Alt hilft Jung. Jung hilft Alt
„Von einem Generationenkonflikt kann keine Rede sein“, sagt Prof. Andreas Kruse, Direktor des Instituts für Gerontologie an der Universität Heidelberg. „Entscheidend ist, dass wir mehr Begegnungsmöglichkeiten schaffen.“ Das Matthias-Claudius-Sozialwerk hat das getan und ließ in Bochum die Claudius-Höfe bauen: ein „Dorf in der Stadt“ mit knapp 200 Einwohnern. Studenten, Familien, Senioren und Menschen mit Behinderung leben hier zusammen. Zwischen den Wohnungen wurden Begegnungsbalkone und eine Gemeinschafts küche eingerichtet, ein Marktplatz, ein Restaurant, eine Kirche, Gemeinschaftsgrünanlagen und zahlreiche andere Treffpunkte beleben das Viertel. „Solche Wohnprojekte sind ein Abenteuer, das lebendig hält“, sagt Dr. Josef Bura, Vorsitzender des Forums Gemeinschaftliches Wohnen in Hannover. Die lahmen Lebensentwürfe aus den Hochglanzprospekten für die „Generation 60 plus“ findet er albern. „Jeder braucht eine Aufgabe.“
2030 wird jeder zweite Deutsche älter als 49 sein. Bis dahin steigt die Zahl der über 80-Jährigen um fast 60 Prozent - Quelle: Bertelsmann Stiftung
Klaus-Peter Martin vom Jugendbüro Neu-Isenburg sieht das ähnlich. „Sicher wollen manche Rentner nur ihre Freizeit genießen. Aber die meisten wollen was bewegen.“ Und das können sie: Ohne die Unterstützung engagierter Ruheständler hätten viele Jugendliche aus dem Vorort von Frankurt am Main weder Schulabschluss noch Ausbildungsplatz. „Diese Menschen haben so viel zu geben“, sagt Michaela Hansen, die vor drei Jahren die Agentur „Granny Aupair“ gründete, die über 50-Jährige ins Ausland vermittelt. „Es müsste noch viel mehr solche Angebote geben.“ Manchmal genügt es, generationsübergreifend zu stricken (siehe rechts). Alt hilft Jung, Jung hilft Alt – und beide gewinnen.
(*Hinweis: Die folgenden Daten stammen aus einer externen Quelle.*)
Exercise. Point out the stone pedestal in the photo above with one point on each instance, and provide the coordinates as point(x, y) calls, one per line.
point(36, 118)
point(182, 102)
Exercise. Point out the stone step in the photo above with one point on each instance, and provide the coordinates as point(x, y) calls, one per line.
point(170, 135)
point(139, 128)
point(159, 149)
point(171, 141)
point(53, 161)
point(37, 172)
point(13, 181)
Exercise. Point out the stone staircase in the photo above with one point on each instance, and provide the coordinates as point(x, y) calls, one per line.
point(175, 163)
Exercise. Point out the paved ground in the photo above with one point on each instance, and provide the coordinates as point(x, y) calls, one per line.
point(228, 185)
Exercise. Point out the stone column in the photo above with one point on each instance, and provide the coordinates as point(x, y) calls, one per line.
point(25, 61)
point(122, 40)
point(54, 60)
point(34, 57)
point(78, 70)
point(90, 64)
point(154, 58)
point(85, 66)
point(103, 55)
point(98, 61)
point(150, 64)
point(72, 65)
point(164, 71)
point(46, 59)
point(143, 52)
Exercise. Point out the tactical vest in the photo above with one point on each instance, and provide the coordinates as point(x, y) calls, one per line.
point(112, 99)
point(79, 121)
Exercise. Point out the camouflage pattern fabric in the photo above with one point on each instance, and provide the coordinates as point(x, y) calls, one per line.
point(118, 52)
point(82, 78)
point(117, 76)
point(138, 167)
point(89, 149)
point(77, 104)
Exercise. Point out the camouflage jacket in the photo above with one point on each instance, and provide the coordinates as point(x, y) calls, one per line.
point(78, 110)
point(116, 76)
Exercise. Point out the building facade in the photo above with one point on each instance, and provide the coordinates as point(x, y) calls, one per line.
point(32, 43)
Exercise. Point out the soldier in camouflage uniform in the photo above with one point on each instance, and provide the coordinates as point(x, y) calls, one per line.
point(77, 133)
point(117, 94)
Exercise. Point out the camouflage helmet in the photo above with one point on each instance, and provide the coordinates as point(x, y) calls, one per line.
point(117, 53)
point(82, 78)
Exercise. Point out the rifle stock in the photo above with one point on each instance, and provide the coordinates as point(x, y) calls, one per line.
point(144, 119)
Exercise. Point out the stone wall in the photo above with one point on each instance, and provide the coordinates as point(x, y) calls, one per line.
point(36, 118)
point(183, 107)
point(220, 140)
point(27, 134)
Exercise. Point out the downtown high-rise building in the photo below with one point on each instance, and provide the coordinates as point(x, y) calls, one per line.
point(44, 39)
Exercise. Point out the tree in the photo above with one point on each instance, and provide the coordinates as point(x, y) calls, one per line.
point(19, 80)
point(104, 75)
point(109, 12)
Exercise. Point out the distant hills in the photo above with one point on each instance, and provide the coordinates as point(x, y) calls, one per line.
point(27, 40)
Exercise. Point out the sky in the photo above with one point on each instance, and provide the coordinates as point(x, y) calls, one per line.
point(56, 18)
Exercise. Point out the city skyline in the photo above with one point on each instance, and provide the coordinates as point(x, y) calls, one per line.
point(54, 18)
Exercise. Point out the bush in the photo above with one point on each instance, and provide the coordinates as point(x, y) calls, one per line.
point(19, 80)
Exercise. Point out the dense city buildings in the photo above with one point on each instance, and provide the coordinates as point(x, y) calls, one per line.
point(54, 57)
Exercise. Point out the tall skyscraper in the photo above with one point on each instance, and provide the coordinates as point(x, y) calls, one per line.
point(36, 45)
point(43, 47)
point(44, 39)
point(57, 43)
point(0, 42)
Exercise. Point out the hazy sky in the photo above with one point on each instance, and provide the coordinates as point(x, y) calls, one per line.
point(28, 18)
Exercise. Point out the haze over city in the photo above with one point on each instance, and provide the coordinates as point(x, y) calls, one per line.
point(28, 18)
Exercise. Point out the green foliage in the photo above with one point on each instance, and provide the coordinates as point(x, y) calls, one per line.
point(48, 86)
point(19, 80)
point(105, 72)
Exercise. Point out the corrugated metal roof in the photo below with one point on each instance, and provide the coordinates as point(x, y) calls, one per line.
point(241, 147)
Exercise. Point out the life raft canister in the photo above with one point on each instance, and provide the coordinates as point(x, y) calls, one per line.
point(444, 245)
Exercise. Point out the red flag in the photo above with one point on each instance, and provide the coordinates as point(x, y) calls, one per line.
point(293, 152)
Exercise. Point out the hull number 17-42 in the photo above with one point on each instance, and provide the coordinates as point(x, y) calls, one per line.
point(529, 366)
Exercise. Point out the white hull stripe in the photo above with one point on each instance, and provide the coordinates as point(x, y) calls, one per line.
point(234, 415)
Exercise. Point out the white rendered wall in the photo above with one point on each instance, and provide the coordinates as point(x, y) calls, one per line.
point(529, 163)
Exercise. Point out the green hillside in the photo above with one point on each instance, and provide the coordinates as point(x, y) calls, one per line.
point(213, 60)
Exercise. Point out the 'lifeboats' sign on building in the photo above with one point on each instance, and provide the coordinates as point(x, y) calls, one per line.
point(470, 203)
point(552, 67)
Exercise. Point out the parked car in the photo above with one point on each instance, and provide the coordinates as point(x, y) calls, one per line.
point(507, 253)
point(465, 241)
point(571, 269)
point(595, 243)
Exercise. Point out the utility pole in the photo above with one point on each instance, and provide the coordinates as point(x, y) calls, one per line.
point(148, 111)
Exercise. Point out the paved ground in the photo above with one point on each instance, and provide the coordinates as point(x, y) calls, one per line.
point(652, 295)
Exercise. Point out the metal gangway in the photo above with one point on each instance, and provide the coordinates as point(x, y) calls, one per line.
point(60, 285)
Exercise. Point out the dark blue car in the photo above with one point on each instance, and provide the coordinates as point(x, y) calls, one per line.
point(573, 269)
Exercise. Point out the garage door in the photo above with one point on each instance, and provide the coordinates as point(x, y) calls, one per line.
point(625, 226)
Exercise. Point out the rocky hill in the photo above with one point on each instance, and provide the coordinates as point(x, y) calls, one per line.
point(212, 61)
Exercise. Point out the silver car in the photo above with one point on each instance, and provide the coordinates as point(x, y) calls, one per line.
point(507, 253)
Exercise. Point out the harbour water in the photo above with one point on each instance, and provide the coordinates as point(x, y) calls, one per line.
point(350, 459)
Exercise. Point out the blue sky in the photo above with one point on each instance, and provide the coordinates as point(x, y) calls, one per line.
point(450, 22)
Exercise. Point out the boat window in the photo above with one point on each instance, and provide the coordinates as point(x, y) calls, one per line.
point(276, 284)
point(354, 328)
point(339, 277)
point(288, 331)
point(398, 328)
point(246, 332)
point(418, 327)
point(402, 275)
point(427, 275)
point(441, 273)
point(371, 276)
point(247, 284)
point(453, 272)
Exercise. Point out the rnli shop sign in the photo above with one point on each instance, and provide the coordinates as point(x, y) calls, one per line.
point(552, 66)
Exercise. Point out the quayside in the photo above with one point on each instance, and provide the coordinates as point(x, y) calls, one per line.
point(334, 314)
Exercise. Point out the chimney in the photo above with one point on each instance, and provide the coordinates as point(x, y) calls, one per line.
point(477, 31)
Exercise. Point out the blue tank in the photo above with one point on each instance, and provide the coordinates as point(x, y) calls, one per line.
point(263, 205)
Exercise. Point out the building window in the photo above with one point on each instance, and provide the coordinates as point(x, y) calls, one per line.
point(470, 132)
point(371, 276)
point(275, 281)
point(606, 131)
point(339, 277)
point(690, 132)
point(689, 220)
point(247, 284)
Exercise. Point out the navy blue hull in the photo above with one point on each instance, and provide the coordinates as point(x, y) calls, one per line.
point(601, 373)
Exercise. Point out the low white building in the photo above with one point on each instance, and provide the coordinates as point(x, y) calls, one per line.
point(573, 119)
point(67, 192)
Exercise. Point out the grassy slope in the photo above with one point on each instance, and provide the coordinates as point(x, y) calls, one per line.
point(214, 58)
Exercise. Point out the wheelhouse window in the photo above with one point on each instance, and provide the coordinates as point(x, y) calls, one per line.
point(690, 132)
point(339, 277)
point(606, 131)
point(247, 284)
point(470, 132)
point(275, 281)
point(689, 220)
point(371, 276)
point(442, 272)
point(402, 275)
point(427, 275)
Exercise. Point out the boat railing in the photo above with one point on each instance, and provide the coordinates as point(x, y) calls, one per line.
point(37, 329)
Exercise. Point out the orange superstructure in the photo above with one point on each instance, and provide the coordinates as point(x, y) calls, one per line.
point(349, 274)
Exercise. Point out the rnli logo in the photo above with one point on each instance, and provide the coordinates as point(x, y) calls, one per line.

Aus Erfahrungen der Anderen lernen
An das erste Treffen mit den strickenden Damen aus einem Züricher Seniorenheim erinnern sich Debora Biffi und Benjamin Moser noch gut: „Als wir das Projekt vorstellten, schwiegen sie nur“, erzählt Moser. Klang ja auch verrückt: Die zwei Jungdesigner wollten für ihre Diplomarbeit gemeinsam mit alten Menschen Alltagsobjekte gestalten. Ihnen schwebte keine Beschäftigungstherapie vor, sondern eine Geschäftsidee. Trotzdem fiel der Empfang erst mal „harzig“ aus, wie Moser sagt. Das war 2008. Inzwischen ist aus der Abschlussarbeit eine kleine Firma gewachsen: die „Senior Design Factory“ in Zürich (www.senior-design.ch).
Gemeinsam zum Erfolg
Mehr als 200 alte Menschen haben bislang mitgemacht. Entstanden sind Topflappen, Filzvasen, T-Shirts mit von den Senioren designten Prints, Pullover mit raffinierten Zopfmustern oder Kochbücher mit Omas Rezepten und junger, moderner Grafik. „Bei jedem Objekt läuft es anders“, erzählt Biffi. In den Workshops ist maximal die Hälfte der Teilnehmer unter 30. „Wichtig ist immer, die Senioren in den Prozess einzubinden. Sie haben ein gewaltiges Know-how.“ Wer seit 60 Jahren strickt, kennt einfach jede Masche. Verkauft werden die Objekte seit 2011 in zwei Geschäften. Zu einem gehört ein Café, in dem zwölf Senioren servieren. Jeder Mitarbeiter kann sich seinen Anteil am Geschäftsergebnis auszahlen lassen. Aber bis jetzt landeten alle „Gehälter“ wieder als Spende bei „Senior Design“.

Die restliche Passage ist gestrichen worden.